The assessment of grafts with small calibers has been hindered with 4- and 16-slice CT systems due to artifacts caused by metal clips. This is now less of an obstacle because of the improved spatial resolution of the 64-slice CT scanner. Data acquisition with previous scanner types took much longer because of slower volume coverage of 4- and 16-slice CT systems; therefore, the most proximal parts of internal mammary arteries were usually not visualized to ensure a manageable breath-hold period for the patient. Even though these proximal segments do not often have major stenosis, complete visualization of the entire course of internal mammary artery grafts is now possible in 1 inspiratory breath-hold with the 64-slice CT system.

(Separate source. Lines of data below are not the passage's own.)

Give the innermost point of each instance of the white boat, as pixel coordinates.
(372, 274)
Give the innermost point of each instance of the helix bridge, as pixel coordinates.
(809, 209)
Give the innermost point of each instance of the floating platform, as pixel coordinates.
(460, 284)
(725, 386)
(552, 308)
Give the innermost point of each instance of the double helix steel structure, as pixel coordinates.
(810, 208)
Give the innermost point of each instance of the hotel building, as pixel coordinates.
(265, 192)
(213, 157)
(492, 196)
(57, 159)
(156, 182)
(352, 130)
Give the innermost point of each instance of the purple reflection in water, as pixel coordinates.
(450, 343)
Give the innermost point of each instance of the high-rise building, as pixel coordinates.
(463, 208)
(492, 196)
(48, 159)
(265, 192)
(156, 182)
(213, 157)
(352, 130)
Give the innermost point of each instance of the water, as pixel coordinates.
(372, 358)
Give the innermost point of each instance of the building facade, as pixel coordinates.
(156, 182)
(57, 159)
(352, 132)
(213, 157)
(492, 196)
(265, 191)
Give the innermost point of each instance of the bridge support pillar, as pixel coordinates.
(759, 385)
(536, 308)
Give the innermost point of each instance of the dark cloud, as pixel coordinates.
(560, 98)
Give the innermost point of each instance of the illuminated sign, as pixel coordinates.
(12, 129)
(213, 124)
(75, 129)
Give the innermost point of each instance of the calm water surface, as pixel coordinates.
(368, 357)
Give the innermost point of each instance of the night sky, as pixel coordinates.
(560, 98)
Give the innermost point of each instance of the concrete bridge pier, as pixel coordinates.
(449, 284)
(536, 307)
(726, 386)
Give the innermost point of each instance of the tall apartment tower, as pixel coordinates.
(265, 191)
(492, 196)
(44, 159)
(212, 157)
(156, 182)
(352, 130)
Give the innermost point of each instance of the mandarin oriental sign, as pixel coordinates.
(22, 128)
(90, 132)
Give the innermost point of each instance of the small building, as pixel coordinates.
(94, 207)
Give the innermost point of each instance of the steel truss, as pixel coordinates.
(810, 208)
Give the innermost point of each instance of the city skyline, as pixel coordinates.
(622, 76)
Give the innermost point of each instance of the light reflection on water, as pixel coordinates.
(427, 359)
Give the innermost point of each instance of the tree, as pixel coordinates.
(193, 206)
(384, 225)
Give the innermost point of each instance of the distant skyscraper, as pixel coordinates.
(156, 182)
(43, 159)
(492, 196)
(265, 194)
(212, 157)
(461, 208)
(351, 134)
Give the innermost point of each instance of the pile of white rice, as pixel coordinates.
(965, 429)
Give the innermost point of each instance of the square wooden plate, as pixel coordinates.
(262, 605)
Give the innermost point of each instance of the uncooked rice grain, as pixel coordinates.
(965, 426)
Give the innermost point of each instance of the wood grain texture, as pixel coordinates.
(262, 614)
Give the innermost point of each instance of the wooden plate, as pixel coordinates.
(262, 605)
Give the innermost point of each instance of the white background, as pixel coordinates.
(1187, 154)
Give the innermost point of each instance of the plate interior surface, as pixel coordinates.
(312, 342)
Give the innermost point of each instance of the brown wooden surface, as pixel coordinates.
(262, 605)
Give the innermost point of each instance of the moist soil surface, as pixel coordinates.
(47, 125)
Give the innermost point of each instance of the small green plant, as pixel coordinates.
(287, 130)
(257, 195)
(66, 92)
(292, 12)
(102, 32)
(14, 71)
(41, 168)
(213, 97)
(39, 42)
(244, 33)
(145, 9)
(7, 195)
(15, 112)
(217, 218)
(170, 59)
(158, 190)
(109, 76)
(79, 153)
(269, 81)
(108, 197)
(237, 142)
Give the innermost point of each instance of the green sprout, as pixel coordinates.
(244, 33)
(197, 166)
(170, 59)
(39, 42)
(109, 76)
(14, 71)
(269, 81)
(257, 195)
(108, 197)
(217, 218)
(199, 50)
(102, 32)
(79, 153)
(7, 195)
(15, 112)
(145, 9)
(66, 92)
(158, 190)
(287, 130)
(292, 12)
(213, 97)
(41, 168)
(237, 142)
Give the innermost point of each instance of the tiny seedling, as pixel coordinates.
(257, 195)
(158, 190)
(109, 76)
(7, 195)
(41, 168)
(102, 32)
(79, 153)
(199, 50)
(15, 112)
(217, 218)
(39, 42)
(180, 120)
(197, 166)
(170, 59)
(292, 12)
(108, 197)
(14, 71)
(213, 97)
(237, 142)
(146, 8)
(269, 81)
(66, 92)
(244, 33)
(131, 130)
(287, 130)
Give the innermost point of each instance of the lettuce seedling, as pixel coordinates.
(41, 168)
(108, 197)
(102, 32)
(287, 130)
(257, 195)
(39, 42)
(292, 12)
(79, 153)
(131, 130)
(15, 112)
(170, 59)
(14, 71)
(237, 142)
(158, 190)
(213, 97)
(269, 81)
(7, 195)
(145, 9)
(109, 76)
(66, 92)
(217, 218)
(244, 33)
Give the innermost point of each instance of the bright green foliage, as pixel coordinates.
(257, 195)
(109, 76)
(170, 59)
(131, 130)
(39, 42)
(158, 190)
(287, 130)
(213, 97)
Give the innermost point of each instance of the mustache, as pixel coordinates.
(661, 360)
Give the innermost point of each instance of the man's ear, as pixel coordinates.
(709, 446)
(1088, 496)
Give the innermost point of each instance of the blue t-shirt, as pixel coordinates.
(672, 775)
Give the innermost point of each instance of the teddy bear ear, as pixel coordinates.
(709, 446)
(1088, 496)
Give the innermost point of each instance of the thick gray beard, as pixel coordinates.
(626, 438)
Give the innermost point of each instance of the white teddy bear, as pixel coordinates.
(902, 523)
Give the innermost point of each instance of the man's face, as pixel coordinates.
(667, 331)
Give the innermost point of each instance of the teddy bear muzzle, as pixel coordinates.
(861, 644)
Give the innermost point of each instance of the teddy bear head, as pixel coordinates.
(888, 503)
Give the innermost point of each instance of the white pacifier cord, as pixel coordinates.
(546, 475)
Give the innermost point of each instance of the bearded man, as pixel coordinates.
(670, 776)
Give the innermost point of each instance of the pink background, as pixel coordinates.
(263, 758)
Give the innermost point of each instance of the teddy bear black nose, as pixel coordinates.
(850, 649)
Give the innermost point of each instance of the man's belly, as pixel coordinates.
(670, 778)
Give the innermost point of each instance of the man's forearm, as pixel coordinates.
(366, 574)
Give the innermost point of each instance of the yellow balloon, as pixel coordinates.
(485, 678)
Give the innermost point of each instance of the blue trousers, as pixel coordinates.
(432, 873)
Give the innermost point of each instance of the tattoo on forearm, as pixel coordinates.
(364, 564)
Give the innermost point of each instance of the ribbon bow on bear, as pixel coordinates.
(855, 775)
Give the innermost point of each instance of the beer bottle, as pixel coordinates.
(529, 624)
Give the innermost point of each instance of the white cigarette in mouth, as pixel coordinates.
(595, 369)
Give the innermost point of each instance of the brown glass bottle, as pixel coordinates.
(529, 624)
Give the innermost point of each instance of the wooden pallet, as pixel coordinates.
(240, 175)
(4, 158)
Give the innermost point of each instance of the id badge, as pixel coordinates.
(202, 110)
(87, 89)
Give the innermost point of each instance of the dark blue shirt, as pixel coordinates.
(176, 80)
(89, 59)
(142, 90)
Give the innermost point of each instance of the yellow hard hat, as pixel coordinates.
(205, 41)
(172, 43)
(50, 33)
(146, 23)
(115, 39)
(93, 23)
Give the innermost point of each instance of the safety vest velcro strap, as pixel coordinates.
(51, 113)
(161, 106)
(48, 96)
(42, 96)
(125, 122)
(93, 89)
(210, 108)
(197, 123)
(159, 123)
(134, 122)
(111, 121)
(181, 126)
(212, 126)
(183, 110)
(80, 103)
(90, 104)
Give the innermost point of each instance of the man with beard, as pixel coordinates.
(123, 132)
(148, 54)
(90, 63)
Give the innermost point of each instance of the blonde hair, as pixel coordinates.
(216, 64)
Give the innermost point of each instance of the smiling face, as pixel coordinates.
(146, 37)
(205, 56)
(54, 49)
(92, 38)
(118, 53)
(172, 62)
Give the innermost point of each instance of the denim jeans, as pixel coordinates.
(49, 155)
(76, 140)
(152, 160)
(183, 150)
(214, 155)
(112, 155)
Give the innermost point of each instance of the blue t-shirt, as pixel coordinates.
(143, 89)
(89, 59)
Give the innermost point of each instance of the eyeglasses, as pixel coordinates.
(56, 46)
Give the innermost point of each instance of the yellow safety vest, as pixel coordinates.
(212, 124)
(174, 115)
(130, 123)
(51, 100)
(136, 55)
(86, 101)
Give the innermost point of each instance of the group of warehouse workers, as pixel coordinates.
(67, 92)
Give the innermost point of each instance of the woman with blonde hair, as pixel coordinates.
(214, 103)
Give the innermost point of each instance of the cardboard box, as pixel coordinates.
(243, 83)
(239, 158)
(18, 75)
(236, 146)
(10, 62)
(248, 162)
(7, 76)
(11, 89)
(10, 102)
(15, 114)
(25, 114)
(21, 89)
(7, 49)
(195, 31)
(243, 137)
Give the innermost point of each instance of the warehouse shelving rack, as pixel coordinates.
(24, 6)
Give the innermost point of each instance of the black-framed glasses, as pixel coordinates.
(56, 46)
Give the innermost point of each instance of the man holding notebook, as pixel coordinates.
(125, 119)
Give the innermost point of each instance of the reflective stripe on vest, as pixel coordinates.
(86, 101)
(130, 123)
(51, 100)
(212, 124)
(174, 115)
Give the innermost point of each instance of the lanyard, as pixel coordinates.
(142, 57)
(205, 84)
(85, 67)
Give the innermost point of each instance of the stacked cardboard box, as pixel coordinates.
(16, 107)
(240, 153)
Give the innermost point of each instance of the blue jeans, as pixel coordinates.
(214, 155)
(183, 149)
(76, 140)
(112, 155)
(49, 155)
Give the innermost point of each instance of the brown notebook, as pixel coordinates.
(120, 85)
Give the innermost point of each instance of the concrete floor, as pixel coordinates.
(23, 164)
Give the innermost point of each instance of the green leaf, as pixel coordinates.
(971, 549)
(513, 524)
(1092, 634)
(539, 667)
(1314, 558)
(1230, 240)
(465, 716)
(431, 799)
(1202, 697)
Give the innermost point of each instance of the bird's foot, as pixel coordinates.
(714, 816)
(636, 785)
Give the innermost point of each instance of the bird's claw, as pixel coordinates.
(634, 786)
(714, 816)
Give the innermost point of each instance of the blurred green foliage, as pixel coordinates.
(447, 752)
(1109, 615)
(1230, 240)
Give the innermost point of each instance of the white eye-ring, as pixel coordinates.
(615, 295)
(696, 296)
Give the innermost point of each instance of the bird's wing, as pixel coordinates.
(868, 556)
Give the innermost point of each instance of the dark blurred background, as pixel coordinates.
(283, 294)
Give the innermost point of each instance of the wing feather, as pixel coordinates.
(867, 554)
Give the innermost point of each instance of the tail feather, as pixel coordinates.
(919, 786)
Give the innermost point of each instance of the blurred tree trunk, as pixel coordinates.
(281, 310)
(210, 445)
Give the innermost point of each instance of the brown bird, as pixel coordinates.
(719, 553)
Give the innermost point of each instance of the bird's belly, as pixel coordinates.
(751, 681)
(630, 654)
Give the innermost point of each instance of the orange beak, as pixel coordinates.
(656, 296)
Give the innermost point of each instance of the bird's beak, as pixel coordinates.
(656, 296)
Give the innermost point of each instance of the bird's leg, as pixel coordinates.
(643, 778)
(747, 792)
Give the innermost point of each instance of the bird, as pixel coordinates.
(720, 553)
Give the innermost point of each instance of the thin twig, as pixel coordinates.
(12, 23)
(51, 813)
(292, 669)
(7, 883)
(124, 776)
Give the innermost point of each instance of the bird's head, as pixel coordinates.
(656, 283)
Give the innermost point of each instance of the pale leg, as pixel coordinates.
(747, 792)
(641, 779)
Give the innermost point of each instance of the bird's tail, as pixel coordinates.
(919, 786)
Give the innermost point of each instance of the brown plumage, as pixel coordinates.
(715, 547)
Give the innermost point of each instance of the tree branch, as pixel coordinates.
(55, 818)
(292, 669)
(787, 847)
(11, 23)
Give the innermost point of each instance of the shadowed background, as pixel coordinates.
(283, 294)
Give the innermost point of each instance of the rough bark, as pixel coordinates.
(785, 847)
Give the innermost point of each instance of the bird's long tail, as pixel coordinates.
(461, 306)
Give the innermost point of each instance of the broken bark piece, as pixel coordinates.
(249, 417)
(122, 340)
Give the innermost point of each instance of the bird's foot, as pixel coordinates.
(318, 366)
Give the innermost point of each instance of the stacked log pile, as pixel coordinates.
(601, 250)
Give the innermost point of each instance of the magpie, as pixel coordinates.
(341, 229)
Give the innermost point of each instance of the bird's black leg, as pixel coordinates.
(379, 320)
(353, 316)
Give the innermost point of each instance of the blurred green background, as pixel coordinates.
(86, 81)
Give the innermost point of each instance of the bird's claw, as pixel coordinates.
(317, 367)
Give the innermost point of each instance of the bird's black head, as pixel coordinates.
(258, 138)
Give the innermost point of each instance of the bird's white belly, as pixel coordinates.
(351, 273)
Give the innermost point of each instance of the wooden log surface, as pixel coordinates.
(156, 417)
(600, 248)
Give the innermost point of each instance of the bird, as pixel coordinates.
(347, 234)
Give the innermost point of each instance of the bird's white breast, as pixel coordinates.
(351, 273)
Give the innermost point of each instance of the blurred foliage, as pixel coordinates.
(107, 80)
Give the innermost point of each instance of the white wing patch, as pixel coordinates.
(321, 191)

Motion artifacts in CT angiographies of patients with arrhythmias or higher heart rates have always made CT angiography reading difficult or impossible, especially with former CT scanner generations. Although the evaluability of bypass grafts is still lower in these 2 patient subgroups, the results for sensitivity and specificity in the detection of significant graft stenosis indicate that 64-slice CT angiography is highly accurate, even in suboptimal imaging conditions.

From a clinical standpoint, the additional assessment of the native coronary arteries would be desirable in symptomatic patients after CABG surgery. Evaluating native coronary arteries is usually difficult because atherosclerotic disease is frequently advanced, with severe calcifications in diffusely narrowed arteries of small calibers. The 64-slice CT system is not able to evaluate all of these small arteries for significant stenosis (we found one third of the native arteries supplied with patent bypass grafts in this study non-evaluable), even with the improvement in temporal and spatial resolution. This may restrict the diagnostic usefulness of CT angiography in ruling out significant disease in the native coronary arteries of patients after CABG surgery.


The results of our study showed that CABGs can be evaluated for patency and the presence of significant stenosis using the 64-slice CT angiography system, even in patients with arrhythmias. This technique is useful as a routine noninvasive clinical test because of its high sensitivity and negative predictive value in unselected patients after CABG surgery.


We are indebted to the medical and technical staff members of the CT laboratories for their invaluable contribution, in particular, Christine Schwarzer, Brigitte Child, Gabriele Schmidbauer, and Christina Ardelean (all radiographers) for their expert technical assistance.